Cyber Strategies for the New Digital Revolution (£)

As the analysis reaches deeper behind the recent Paris attacks in 2015, it has become clear that terrorism today is a widening series of global alliances often assisted and connected via cyber social media and electronic propaganda. 

Cyberspace has radically transfigured into a new Digital Revolution, where different types of computers are becoming the new brainchild of our cognitive culture. Just as the mechanisation of agriculture and production took over the mussels and body of our workers so the computer has begun to replace our brains, machinery and infrastructures.

These new electronic networks leave "exhaust" data, which relates to the social activities and commercial transactions of network traders and political and business collaborators, which in turn tells us forensically much about what happened with the data’s use. 
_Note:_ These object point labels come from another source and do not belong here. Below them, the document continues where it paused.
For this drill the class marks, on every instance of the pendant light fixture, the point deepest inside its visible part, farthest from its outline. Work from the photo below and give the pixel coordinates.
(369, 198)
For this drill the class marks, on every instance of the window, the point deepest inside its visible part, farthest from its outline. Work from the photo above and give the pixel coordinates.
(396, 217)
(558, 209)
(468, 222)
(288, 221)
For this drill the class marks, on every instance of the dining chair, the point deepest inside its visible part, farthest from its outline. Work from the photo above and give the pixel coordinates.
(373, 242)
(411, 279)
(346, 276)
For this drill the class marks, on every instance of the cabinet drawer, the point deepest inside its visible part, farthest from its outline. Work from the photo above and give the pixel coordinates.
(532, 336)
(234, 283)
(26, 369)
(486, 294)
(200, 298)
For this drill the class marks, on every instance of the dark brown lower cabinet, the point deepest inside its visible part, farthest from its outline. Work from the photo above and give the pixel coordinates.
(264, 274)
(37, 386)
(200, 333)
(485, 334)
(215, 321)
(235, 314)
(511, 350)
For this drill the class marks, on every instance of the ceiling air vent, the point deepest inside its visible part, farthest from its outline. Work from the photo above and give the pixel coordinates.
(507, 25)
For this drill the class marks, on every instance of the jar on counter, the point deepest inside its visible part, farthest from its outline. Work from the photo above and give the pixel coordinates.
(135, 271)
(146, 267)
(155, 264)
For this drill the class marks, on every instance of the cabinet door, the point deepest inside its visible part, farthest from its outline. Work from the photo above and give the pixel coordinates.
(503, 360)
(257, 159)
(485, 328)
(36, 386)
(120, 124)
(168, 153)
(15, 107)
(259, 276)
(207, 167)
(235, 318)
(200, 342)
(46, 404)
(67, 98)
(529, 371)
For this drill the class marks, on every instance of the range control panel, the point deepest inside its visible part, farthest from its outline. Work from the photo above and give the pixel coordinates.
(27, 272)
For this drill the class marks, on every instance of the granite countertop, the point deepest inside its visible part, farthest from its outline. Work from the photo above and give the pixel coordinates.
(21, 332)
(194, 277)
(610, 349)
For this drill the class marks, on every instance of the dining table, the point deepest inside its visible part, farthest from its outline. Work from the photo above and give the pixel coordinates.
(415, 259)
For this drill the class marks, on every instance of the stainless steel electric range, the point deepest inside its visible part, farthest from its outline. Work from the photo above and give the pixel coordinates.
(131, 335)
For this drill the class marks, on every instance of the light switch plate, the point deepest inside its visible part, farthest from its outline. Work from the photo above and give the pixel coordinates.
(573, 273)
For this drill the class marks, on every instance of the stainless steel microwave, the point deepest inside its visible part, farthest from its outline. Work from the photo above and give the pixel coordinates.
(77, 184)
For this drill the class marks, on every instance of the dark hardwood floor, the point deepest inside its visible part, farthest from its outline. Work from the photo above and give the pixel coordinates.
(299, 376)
However electronic data has also become increasingly a huge open door to insecurity. In the early years of cyber we traded off these disadvantages against the upside however we have for the last decade reached the cyber borders where we can assume that security constantly applies and requires a sophisticated continual audit process. And these systems require far more senior management understanding and involvement and should not be left just to the technologists. 

Until Edward J. Snowden began leaking classified documents, billions of people relied on a more common type of security called Transport Layer Security or Secure Sockets Layer (SSL) technology to protect the transmission of sensitive data like passwords, financial details, intellectual property and personal information. That technology is familiar to many Web users through the “https” and padlock symbol at the beginning of Web addresses that are encrypted. 
But now Snowden’s leaked NSA documents makes it clear that the intelligence agencies are recording high volumes of encrypted Internet traffic and using it for analysis. It has more recently become clearer to Western Intelligence even outside the Five Eyes (US, Canada, UK, Australia and New Zealand) operations that this spying process includes many other countries including Iran, North Korea, South Africa, Russia, China and Saudi Arabia all of whom store and monitor vast amounts of Internet traffic. 
However, if we look at how aspects of Cyber have affected law enforcement and police response to Cyber-Crime the results for many government police forces is not very positive. For instance, it has become clear that in the UK only three out of 43 police forces in England and Wales in 2014 had a comprehensive plan to deal with Cyber Crime and that less than 1% of cyber-crime is investigated.


But let’s get a historic perspective as a similar process to the expansion of the Internet took place a couple of thousand years ago with the human use and understanding of the seas and connected oceans. Most shipping used the oceans and seas for trade and fishing, just as now cyberspace is used for commerce and social networking. However, piracy also became part of the seas criminal activity. 

Also in the 15th and 16th Centuries governments and commercial groups often used piracy as part of their own operations. These hacker pirates were used to steal and attack other government shipping and the privateering government could claim that the attacks were nothing to do with them as these were pirate attacks. 

Currently commercial organisations of all types are now undergoing an erratic series of cyber-attacks. Recently some have become headline news; from breaches of Sony, the International Monetary Fund, JP Morgan Chase and Symantec. And analysis suggests that ninety percent of small and medium businesses in the US and EU do not have adequate Cyber security protection. 

Across the oceans China’s electronic cyber capabilities are very well developed and they are further forward that most in the cyber arena. And China has therefore increased its electronic and cyber effectiveness by collaborating with North Korea and Russia and with Russia it signed a cyber-security agreement in May 2015 in which it agreed with Russia not to cyber-attack each other and it has recently attempted a similar agreement with the US.

Russia has also made use of cyber pirates and privateering methods. They have engaged with cyber hackers and criminal groups to be able to plausibly deny their involvement in the attacks. But Russia has also actively shown some of its cyber-attack ability by the attacks it has made on Georgia, Ukraine, US and of course Estonia. 

As the Internet continues to expand, and electronic infrastructures and systems are given more interconnections the links into the Dark Web will increase becoming more complex and interdependent and so cyber-attacks and electronic terrorism will increase, just as piracy increased and was only eventually begun to be controlled by the Treaty of Paris agreement of 1856, which 55 States ratified, almost a thousand years after the piracy process began.

For terrorists, electronic threats and attacks have distinct advantages over traditional crime and physical war attacks as they can be controlled distantly, secretly, and economically. The attack process does not require large financing of weapons and recruits. The effects and propaganda can be global and intense. The incidents of cyberterrorism are likely to increase.